Stoli: How much time per week is spent on the band and do you also have work/family as well?
L: We are not like a normal local band that works during the day then gets together at night to practice. All of us live in different cities and have our own businesses/hobbies since our previous touring bands that everyone is kinda known for.
Scott rebuilds engines & works on cars, BG works on his Audio/video business, Ben is constantly busy recording and I create art and work with other artists. But recently, we are starting to focus more on Havala. Only one of us has kids so the families are very understanding.
We get together for recording, rehearsing & live stuff and then work like a small label when we are home. We do all the social media, promotion and distribution. That is slowly evolving into all of our first jobs as we get closer to releasing the CD.
Stoli: Does it bother you that music fans can stream all music for $0 on YouTube, Spotify, etc and how can bands/artists supplement lost revenues elsewhere?
L: We never went into this with the thought of making money. So when we make anything, it’s a blessing. No one is going to practice for hours in his/her room for money, it has to be for something deeper, or more substantial. I think for most artists that’s true. Creative minds find creative ways and the cream will rise to the top.

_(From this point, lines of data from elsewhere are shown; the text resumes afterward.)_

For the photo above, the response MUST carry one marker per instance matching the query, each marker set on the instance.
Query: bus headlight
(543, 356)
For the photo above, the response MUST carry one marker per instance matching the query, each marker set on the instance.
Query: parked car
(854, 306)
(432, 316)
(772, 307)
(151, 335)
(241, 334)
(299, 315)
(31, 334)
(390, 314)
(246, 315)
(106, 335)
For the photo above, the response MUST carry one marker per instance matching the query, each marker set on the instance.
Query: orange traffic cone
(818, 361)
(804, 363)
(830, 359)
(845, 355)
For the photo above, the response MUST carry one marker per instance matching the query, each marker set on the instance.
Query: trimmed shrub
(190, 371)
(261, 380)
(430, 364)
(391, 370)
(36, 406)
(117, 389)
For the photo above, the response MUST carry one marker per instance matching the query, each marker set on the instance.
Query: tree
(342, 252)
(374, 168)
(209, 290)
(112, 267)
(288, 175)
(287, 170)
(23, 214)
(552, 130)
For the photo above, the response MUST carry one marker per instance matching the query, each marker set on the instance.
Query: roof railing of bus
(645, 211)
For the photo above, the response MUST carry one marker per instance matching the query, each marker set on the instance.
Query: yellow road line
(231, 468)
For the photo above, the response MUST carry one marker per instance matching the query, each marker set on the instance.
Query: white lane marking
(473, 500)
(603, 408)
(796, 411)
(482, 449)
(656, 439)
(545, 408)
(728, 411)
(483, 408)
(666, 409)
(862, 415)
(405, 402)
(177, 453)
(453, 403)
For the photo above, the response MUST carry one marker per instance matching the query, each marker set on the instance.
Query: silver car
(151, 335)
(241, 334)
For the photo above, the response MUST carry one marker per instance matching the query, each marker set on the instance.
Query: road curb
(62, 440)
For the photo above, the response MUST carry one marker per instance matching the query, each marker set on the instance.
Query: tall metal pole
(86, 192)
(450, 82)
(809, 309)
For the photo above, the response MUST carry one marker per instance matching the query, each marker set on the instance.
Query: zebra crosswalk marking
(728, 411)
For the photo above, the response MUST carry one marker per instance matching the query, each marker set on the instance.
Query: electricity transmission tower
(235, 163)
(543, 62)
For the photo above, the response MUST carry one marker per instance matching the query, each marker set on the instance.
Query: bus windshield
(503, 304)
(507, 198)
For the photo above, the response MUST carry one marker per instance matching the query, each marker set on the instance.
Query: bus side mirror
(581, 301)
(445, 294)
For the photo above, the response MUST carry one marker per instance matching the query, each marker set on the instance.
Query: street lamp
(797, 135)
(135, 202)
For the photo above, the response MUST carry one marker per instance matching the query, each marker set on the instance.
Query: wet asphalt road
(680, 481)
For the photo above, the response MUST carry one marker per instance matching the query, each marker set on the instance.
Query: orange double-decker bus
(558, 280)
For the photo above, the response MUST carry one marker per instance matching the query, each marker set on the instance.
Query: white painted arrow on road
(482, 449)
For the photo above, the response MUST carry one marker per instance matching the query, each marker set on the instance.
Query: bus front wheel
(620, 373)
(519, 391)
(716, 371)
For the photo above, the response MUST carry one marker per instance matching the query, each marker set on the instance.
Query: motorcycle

Some of the better ideas that I’ve seen for bands to make money are creating comic books, pledge music and of course the tip jar. I like the pledge music option because it creates a bunch of ways to raise the money at different levels – Signed instruments, personal performances, band experiences. I think that is a great way to promote the band while making money.
Stoli: What does music provide your life like nothing else spiritually, mentally, & physically?
L: Creating music for me, is something that just happens. I constantly hear melodies, lyrics & music. I think whenever that happens, I have to get it out. I have to share it. When it’s right, a song will finish itself, like following your inner voice. Those are the days that I feel like I have achieved something. Maybe it’s my art school background or my workaholic nature but I always feel guilty if I’m not accomplishing something. When I finish a song, it’s a good day.
Stoli: What is coming up for Havala and where you @ online?
We have 3 songs available now online but the whole EP will be released July 18th. We are going into the studio in a few weeks to mix another 6 songs and record a couple new ones as well as shoot a new video.